We then open the file for append and add the current record to the end of the file. Finally, we close the file and add the code for setting up the 'main menu' button.
sub search(){
print "<h1>Now searching</h1>";
print start_form();
print " <input type = hidden \n";
print " name = mode \n";
print " value = 'Process Search'> \n";
print " What name are you searching for? \n";
print "<br> \n";
print " <input type = text \n";
print " name = txtName> \n";
print " <br>\n";
print submit();
print end_form();
&showMainButton;
print end_html();
} # end search
Searching is another example of a 'two-step' function. We need to ask the user some information (the name to search for), so we need to set up a form that will ask for that value. We'll need to call another procedure to actually search for the value, so the mode field sets up the next procedure to call.
sub processSearch(){
print "<h1>Now processing the record search</h1> \n";
$searchString = param('txtName');
$foundIt = "false";
open(DATA, "$fileName");
while ($line = <DATA>){
($name, $address, $phone) = split (/\t/, $line);
if ($name eq $searchString){
$foundIt = "true";
print "
<table border = 1>
<tr>
<th>Name</th>
<td>$name</td>
</tr>
<tr>
<th>Address</th>
<td>$address</td>
</tr>
<tr>
<th>Phone</th>
<td>$phone</td>
</tr>
</table>
";
} # end if
} # end while
if ($foundIt eq "false"){
print "There was no matching record. \n";
} # end if
close DATA;
&showMainButton;
print end_html();
} # end processSearch
This code is intended to be called by the search form. It accepts the name from the previous form, and stores it in the $searchString variable. We then open the file for INPUT, and grab a record at a time. Each record is split into its components, and we look for a record where $name is equal to $searchString. IF we found such a record, we print out an HTML table with the record information in it. If we did not find the string, we print out an appropriate message.

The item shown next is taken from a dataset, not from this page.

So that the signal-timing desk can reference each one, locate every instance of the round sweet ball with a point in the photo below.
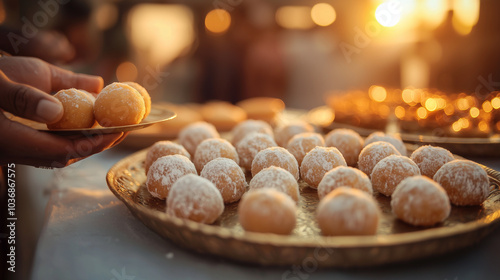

You might also note that we used a multiline print statement. This is again a handy strategy when we want to build a nearly complete HTML and translate it over to perl. Be extremely careful when using this technology that you have avoided quote symbols in the HTML. We can use variable interpolation as you have seen.
sub showMainButton(){
#main menu button
print start_form();
print "<input type = hidden \n";
print " name = mode \n";
print " value = 'Main Menu'> \n";
print submit('Return to main menu');
print end_form();
} # end showMainButton
This is a good example of a utility routine. We use it here because several of the other screens could use a button that would immediately return the user to the main menu. Rather than re-writing the code several times, we placed it into a function and called the function whenever we needed it. This idea is called encapsulation. It is nice because the code need only be tested once, and we don't need to worry about its details any other time.